Am Abend kam Jeronimo in die Loge des sardinischen Gesandten. Wally hörte ihm gern zu; er hatte Ansichten über Musik und viel biographische Notizen über die italienischen Komponisten. Doch alles war flüchtig; denn eine Dame kömmt im Theater nicht zur Ruhe. Keine Meinung, die unter den Liebhabern verbreitet ist, ist so falsch als die von der Gunst, welche das Theater der Neigung gewähre. Man wird sein Idol neben sich haben, man wird stundenlang mit ihm flüstern können; das ist gewiß; aber das Idol wird auch immer zerstreut sein und hinter jeder aufgehobenen Lorgnette einen Mann vermuten, der mit dem Seufzenden neben ihr die Vergleichung aushält oder ihn wohl übertrifft in der Huldigung, die er ihr schenkt.
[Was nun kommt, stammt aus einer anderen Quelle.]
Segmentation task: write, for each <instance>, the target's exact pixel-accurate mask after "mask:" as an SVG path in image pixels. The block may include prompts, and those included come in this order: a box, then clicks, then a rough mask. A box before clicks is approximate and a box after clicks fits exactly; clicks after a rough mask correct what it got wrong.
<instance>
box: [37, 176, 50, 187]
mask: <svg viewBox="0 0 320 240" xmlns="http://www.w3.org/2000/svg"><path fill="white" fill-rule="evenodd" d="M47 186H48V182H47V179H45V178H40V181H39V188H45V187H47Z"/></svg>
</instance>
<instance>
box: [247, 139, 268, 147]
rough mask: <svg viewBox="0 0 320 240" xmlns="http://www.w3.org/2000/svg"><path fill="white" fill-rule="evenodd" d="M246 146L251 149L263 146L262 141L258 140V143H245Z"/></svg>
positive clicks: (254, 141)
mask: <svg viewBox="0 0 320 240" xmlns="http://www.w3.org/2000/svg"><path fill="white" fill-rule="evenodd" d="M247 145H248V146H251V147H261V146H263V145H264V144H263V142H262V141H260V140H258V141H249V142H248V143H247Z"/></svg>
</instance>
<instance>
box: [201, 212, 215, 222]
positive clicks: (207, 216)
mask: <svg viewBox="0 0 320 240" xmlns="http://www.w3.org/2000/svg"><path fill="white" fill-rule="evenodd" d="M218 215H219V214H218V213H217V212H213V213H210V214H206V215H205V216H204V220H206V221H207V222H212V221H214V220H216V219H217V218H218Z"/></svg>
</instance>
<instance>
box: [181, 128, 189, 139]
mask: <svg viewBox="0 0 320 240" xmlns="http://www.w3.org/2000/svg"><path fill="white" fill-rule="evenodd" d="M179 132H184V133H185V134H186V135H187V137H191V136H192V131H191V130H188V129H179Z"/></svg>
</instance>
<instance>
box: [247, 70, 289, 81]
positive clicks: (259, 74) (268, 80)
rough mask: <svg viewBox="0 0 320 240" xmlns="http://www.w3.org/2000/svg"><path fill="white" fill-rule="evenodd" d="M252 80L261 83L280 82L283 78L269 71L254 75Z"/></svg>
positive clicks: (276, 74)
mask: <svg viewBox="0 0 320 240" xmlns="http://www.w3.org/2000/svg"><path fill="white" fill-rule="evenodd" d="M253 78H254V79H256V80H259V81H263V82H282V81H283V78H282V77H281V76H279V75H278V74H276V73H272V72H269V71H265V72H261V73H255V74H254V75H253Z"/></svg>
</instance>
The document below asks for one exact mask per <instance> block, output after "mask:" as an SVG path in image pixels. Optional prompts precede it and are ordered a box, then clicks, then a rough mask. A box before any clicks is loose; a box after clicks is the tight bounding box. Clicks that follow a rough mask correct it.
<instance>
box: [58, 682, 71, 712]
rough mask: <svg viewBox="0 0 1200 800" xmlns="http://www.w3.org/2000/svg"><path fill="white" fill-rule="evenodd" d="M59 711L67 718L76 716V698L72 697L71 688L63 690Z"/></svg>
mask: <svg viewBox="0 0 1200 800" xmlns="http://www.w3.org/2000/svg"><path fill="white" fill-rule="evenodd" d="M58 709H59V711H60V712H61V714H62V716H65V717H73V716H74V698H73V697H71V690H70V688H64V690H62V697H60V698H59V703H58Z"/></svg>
Jener Satz gilt nur bei der Sentimentalität, welche nicht hört und nicht sieht, oder bei jenen kleinen Geschöpfen, die über ein geschenktes Freibillet glücklich sind und alles, was das Theater an Illusionen bietet, für die Schöpfung und die Bekanntschaft ihres Anbeters halten.
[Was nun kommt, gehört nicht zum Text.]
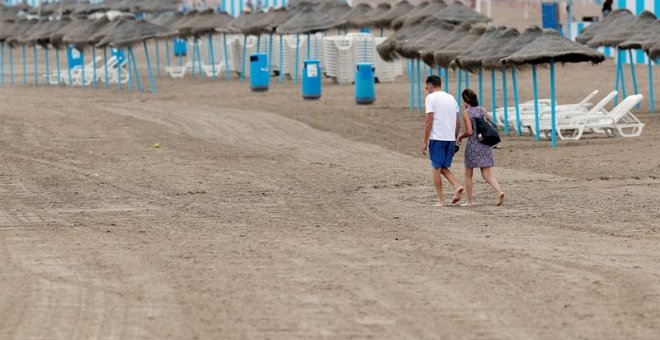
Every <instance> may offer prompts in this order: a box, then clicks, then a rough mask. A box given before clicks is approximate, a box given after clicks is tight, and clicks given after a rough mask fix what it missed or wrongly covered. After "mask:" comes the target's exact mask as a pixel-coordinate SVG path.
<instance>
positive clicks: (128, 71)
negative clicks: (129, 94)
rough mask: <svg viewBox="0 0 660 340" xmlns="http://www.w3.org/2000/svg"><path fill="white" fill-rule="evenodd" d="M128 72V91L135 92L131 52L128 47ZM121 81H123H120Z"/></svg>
mask: <svg viewBox="0 0 660 340" xmlns="http://www.w3.org/2000/svg"><path fill="white" fill-rule="evenodd" d="M126 63H127V64H126V72H128V92H133V71H132V70H131V52H130V50H129V49H126ZM119 83H121V81H120V82H119Z"/></svg>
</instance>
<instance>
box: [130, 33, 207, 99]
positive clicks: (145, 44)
mask: <svg viewBox="0 0 660 340" xmlns="http://www.w3.org/2000/svg"><path fill="white" fill-rule="evenodd" d="M210 37H211V36H210V35H209V38H210ZM142 44H143V46H144V55H145V57H146V58H147V72H148V73H149V86H150V87H151V93H152V94H155V93H156V83H155V82H154V75H153V73H152V72H151V61H149V48H148V47H147V41H146V40H142ZM131 53H133V50H132V49H131ZM211 62H213V61H211ZM136 72H137V71H136Z"/></svg>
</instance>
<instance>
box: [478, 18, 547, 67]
mask: <svg viewBox="0 0 660 340" xmlns="http://www.w3.org/2000/svg"><path fill="white" fill-rule="evenodd" d="M541 35H543V30H542V29H541V28H539V27H538V26H532V27H528V28H527V29H526V30H525V31H524V32H523V33H522V34H520V36H518V37H517V38H515V39H513V40H512V41H511V42H510V43H509V44H500V45H497V46H494V48H493V49H492V50H491V51H489V55H488V56H487V57H486V58H484V59H483V60H482V67H483V68H484V69H487V70H499V69H503V68H505V66H504V65H503V64H502V63H500V60H502V59H503V58H506V57H508V56H510V55H512V54H514V53H516V52H518V51H519V50H521V49H522V48H523V47H525V46H527V45H529V44H531V43H532V42H533V41H534V40H536V39H537V38H538V37H540V36H541Z"/></svg>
Als Wally nach Hause begleitet war von ihrem Schwager und ihn noch einige Zeit bei sich gesehen hatte, zog sie sich in ihre Gemächer zurück. Es klopfte. Der sardinische Gesandte trat mit einem Armleuchter in ihr Schlafkabinett. Sie erstaunte; denn solche Besuche waren ganz gegen die Verabredung.
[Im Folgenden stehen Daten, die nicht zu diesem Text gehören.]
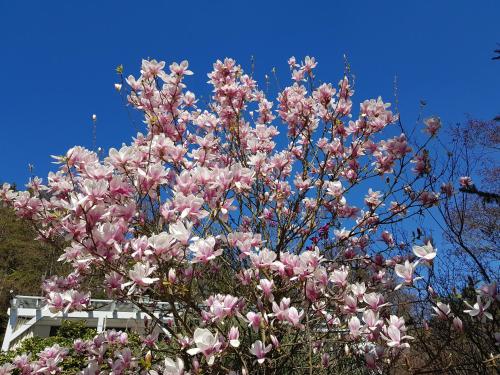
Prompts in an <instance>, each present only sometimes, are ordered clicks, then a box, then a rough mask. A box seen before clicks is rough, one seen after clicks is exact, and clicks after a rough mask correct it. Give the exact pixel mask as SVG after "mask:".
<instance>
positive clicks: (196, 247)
mask: <svg viewBox="0 0 500 375" xmlns="http://www.w3.org/2000/svg"><path fill="white" fill-rule="evenodd" d="M189 249H190V250H191V251H192V252H193V254H194V258H193V260H192V261H191V262H192V263H208V262H210V261H212V260H214V259H215V258H217V257H218V256H219V255H221V254H222V249H221V248H219V249H218V250H215V238H214V237H208V238H206V239H199V240H198V241H196V242H195V243H193V244H191V245H190V246H189Z"/></svg>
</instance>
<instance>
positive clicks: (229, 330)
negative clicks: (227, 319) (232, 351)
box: [227, 326, 240, 348]
mask: <svg viewBox="0 0 500 375" xmlns="http://www.w3.org/2000/svg"><path fill="white" fill-rule="evenodd" d="M227 338H228V340H229V345H231V346H232V347H233V348H237V347H239V346H240V340H239V338H240V331H239V330H238V327H234V326H232V327H231V329H230V330H229V333H228V335H227Z"/></svg>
»Was ist?« fragte sie gedehnt.
»Liebes Kind«, sagte ihr Gatte; »mein Bruder –«
»Ihr Bruder ist sehr langweilig.«
»Er liebt dich; aber höre nicht auf ihn. Was ich ihm auch vorstellen mag, es ist, wie wenn man Feuer plötzlich ins Wasser wirft; aber höre nicht auf ihn. Ich war in meinen Briefen unvorsichtig. Er liebt dich wie eine Nebelgestalt, die man sich aus Täuschungen zusammensetzt und die man sonderbarerweise jede Nacht wieder vor sein Bett zaubern kann. Er schwärmte mit der Luft, er –«
»Was will ich das?«
»Höre nicht auf ihn! Eh' er dich sahe und Nizza nicht verlassen durfte, irrte er in den Wäldern und warf Blumen in die Flüsse. Seine Neigung ist so stark, daß er jede Lebensfunktion seines Körpers mit dem deinigen verwechselt, daß er –«
»Lassen Sie!«
»Höre nicht auf ihn! Warum ist Cupido nur blind? Er ist auch taub, sag' ich oft zu Jeronimo, weil er nicht hört. Sollten seine Sinne verzaubert sein?«
»Oh, Sie werden zum Schwätzer: ich glaube gar, Sie machen Verse.«
»Wie ich dich liebe, Wally! Kind, diese Schere auf dem Tisch nehm' ich als eigne Parze meines eignen Geschickes und schneide eine deiner himmlischen Locken, um sie mit verstohlenen Küssen zu bedecken, wenn ich dich selbst nicht habe. Gute Nacht, Wally: vergiß ihn, höre nicht auf ihn!«
Was sollte Wally denken? Der Gesandte hatte ihr eine Locke genommen. Welche Zärtlichkeit! Zu dieser Stunde, wo sie ihn nie sah. Sie erbleichte, denn jetzt war ihr dieser Mann erst im Lichte eines Gatten erschienen. Welch ein Bild! Ein Narr! Eine schwerfällige Gestalt! Ein Ungetüm, das einen falschen Bart trug! Ein Geizhals, der selbst an Worten sparte und nie umsonst redselig war! Eine hülflose Phantasmagorie, die ein Licht in der Hand hielt und vor ihr stand, leibhaftig, als hätte sie einen Mann in den Vierzigen vor sich gesehen! Sie wischte an ihrem Antlitz, das er berührt hatte. Sie lüftete das Bett, um es von den unkeuschen Worten zu reinigen, die hineingefallen waren, denn es stand offen. Sie begriff jetzt erst die Lage, in der sie sich befand, daß sie seit vier Monaten an einen Mann verheiratet war, den sie nicht kannte. Sie müsse fliehen! schrie es unhörbar in ihr auf, und erst als sie über die Mittel, diese Torheit zu begehen, nachdachte, schlief sie ein.